As part of the Earth’s biome, viruses are part of its biodiversity, but has consideration been given as to whether anyone can ‘own’ or should benefit from COVID-19?
Given that access to the COVID-19 virus for research and development appears to be central to creating an anti-COVID-19 vaccine, it is timely to consider this question.
This enquiry touches on the Nagoya Protocol on Access to Genetic Resources and the Fair and Equitable Sharing of Benefits Arising from their Utilization (ABS) to the Convention on Biological Diversity (Nagoya Protocol). The Nagoya Protocol provides guidelines for the third objective of the United Nations Treaty for Convention on Biological Diversity (CBD) – “the fair and equitable sharing of the benefits arising out of the utilisation of genetic resources”. Once ratified in a jurisdiction, the Nagoya Protocol creates legal certainty and transparency with respect to sharing of benefits for providers (jurisdictions, specifically including First Nations’ peoples) and users (accessors) of a genetic resource. Many countries, including Australia and New Zealand, have committed to implementing the Nagoya Protocol, but are yet to formally ratify it. The complexity of ratification is maybe best highlighted by Brazil, home to 15 – 20 % of the world’s biological diversity, suggesting an imperative need to ratify the Nagoya Protocol, yet taking over nine years to do so.
Although Australia signed the Nagoya Protocol, it is yet to be ratified. Nationally, through the Environment Protection and Biodiversity Conservation Act 1999 (Cth), access to any biological resource that is on Commonwealth land requires a permit, but does not extend to non-Commonwealth land, for example state-owned or privately-owned land. At the state level, Queensland is the only state to have enacted legislation compliant with the Nagoya Protocol, recently amending its Biodiscovery and Other Legislation Amendment Act 2020 (Qld).
Amendments to Queensland legislation introduce an obligation for users of traditional knowledge in biodiscovery to share benefits arising from that use, thus providing protection for and benefit to First Nations’ peoples. Interestingly, this amendment was driven by the business community to facilitate trade with countries that have ratified the Nagoya Protocol. To that end, we are aware of businesses establishing themselves in Queensland to ensure that they have access to Nagoya Protocol compliant certificates to facilitate such trade. It seems that businesses in other states and territories should consider applying similar pressure on their respective governments. Perhaps the Commonwealth could adopt the Queensland state legislation at the federal level to avoid duplication of legislation across states and territories.
New Zealand is also considering how to reconcile the Nagoya Protocol with Māori rights in light of the Waitangi 262 (Wai262) Report.

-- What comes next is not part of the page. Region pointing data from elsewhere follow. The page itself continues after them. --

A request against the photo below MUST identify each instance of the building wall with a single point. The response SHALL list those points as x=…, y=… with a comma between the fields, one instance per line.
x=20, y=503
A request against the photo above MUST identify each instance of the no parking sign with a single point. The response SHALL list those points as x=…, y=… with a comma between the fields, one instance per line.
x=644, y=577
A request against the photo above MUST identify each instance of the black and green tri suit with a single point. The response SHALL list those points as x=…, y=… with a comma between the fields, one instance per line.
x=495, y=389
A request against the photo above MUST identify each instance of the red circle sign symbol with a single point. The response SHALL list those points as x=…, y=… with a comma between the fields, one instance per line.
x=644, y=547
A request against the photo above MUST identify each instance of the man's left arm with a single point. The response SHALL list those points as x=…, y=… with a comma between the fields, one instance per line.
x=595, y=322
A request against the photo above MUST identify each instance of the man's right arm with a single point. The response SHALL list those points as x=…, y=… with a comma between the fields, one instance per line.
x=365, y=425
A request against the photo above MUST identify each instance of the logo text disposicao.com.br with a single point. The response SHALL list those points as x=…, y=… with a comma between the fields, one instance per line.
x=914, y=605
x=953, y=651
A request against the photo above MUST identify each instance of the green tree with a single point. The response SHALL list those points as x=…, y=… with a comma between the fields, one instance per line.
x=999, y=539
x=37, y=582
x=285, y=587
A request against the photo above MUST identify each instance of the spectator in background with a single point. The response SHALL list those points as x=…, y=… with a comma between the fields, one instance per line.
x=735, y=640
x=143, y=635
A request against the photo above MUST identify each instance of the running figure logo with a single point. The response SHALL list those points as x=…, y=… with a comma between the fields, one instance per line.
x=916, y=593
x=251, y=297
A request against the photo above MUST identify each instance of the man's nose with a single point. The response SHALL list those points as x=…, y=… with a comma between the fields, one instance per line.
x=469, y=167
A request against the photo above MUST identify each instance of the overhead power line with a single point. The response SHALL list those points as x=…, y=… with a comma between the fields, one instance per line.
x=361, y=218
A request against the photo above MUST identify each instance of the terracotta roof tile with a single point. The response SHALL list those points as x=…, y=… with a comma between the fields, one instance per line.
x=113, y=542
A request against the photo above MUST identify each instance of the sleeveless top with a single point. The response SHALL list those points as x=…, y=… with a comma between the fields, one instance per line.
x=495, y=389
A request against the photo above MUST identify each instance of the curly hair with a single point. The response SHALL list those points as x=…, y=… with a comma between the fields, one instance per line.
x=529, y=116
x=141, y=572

The two key issues arising from the Wai262 Report are the review of the Plant Variety Rights Act 1987 and the proposal to require a ‘disclosure of origin’ for patent applications. Ratification of the Nagoya Protocol, it would seem, could deal with these issues because it would provide a legal framework ensuring Māori rights and traditional knowledge are acknowledged (possibly through a Māori ethics or advisory board). This is similar to what already exists for New Zealand patents and trade marks. Currently, the government response to the Wai262 Report has been delayed due to COVID-19.
Returning to our question, is it possible anyone could (or maybe would want to) lay claim to ‘provider’ rights over COVID-19? China first sequenced the virus from a patient and deposited the sequence in GenBank. Australia was the first to culture the virus in a laboratory and sequence the virus outside of China, depositing the sequence with the Global Initiative on Sharing All Influenza Data (GISAID).
The Australian effort isolated the virus from a foreign citizen who arrived in Melbourne. Under the Nagoya Protocol (if ratified), could Australia claim COVID-19 as its genetic resource? Or would it be the genetic resource of the citizen’s jurisdiction? What if the subject from whom COVID-19 had been cultured was an Australian citizen, but infected in a foreign jurisdiction? If a potential provider was to deny origin of the COVID-19 virus in its jurisdiction, would that preclude it from claiming COVID-19 as its genetic resource? If a provider did lay claim to COVID-19 as its genetic resource, could it restrict access to COVID-19? For vaccine development, could the provider restrict users to the COVID-19 virus ‘provided’ by that jurisdiction or demand a share of benefits?
Although the Nagoya Protocol aims to solve problems relating to benefit sharing with respect to genetic resources, in our global society, there appears to be many questions left unanswered that need further thought. This is especially true where it is difficult to ascertain the origin/jurisdiction of a genetic resource that is later exploited commercially.